なぜ、街に到着したあと、買い物に行ってしまったのか。
疲労感半端ないし、はしゃいでいろいろと買ってしまった。
無駄遣いをしたと思う。観光地というだけで気分が盛り上がり、判断能力も鈍っていたのだろう。
「ベルリー副隊長、眠いです」
「なんとか耐えろ」
「うう……」
ちらりとアメリアを見る。
『クエ~~!!』
「寝たらだめだよ!」と、キリリとした様子で言われた。
アメリア、いつもだったら眠っている時間なのに偉いな。心構えが違う。
冷たい水で顔を洗ったり、体を動かしたり、お金を数えたりしたけれど……何をしても眠い。
頬を思いっきりパン! と叩いたが、効果なし。
眠たい時は、何をしても無駄なのだ。しかし、ここで眠っては、任務に支障が出る。
ここで私は、ベルリー副隊長に頬を力いっぱい抓ってくれとお願いした。
「リ、リスリス衛生兵の頬を、抓るのか?」
「はい、よろしくお願いします!」
目を瞑り、ベルリー副隊長のほうへ顔を向ける。
しばらく待っていたら、頬をむにっと抓まれたが――。
「……?」
頬を軽く抓んだまま、いつまで経っても力が込められない。
そっと目を開けたら、困惑顔のベルリー副隊長と目が合った。
「あの、ベルリー副隊長?」
「す、すまない。
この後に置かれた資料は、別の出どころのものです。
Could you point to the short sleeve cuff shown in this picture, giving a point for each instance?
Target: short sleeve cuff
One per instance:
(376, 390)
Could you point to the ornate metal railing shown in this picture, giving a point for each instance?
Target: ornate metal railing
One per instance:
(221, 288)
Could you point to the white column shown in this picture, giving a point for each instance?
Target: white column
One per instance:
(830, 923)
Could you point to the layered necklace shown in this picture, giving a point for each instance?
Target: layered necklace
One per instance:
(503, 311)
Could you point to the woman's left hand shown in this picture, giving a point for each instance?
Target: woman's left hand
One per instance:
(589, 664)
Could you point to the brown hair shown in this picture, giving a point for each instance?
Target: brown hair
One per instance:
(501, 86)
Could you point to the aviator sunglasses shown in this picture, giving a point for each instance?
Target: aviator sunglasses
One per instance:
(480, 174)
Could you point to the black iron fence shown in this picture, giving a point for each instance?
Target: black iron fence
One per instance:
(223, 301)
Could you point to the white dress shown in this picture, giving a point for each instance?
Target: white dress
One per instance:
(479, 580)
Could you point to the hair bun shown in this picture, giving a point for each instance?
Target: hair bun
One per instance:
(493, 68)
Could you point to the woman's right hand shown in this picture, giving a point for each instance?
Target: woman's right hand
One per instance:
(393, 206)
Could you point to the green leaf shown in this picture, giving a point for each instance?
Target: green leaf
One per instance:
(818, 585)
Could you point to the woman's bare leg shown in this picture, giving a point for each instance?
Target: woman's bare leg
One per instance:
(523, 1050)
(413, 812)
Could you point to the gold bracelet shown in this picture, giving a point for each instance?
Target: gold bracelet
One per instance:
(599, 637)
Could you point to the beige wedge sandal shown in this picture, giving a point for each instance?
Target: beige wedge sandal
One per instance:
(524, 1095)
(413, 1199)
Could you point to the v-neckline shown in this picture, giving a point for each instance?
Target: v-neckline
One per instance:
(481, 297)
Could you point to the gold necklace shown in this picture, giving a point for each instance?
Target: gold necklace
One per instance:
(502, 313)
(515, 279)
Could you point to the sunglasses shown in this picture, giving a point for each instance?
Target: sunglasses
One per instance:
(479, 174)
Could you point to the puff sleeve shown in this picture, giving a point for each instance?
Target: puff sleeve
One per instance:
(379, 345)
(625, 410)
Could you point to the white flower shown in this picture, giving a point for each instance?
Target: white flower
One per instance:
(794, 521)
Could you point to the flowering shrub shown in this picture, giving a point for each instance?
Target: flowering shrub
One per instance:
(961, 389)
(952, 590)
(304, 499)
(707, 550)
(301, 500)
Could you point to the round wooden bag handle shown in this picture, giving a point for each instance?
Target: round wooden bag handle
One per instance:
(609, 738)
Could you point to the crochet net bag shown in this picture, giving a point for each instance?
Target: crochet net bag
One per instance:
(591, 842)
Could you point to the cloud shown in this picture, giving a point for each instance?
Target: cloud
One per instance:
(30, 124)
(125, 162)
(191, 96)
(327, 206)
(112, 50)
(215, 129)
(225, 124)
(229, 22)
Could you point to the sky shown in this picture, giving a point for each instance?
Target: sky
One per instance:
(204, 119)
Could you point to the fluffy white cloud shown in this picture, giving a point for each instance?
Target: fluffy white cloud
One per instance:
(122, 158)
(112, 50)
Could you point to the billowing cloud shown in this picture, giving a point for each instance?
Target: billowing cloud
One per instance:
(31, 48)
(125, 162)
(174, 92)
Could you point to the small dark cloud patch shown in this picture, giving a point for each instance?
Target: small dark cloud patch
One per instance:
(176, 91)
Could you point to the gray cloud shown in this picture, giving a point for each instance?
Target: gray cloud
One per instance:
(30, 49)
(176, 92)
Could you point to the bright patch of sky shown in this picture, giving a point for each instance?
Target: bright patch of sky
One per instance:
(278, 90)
リスリス衛生兵を力いっぱい抓るなんて……」
手がぱっとされる。
「ベルリー副隊長だけが頼りなんです」
「しかし、可哀想で……このような残酷なことは、私にはできない……」
「そ、そんな!」
ここで、扉がコンコンコンと叩かれた。
やって来たのはザラさん。いったい何用なのか。
「ごめんなさい、夜遅くに」
「いえ」
すぐにその理由を察した。腕の中にアルブムを抱いていたのだ。
呑気にすぴー、すぴーと寝息を立てて眠っている。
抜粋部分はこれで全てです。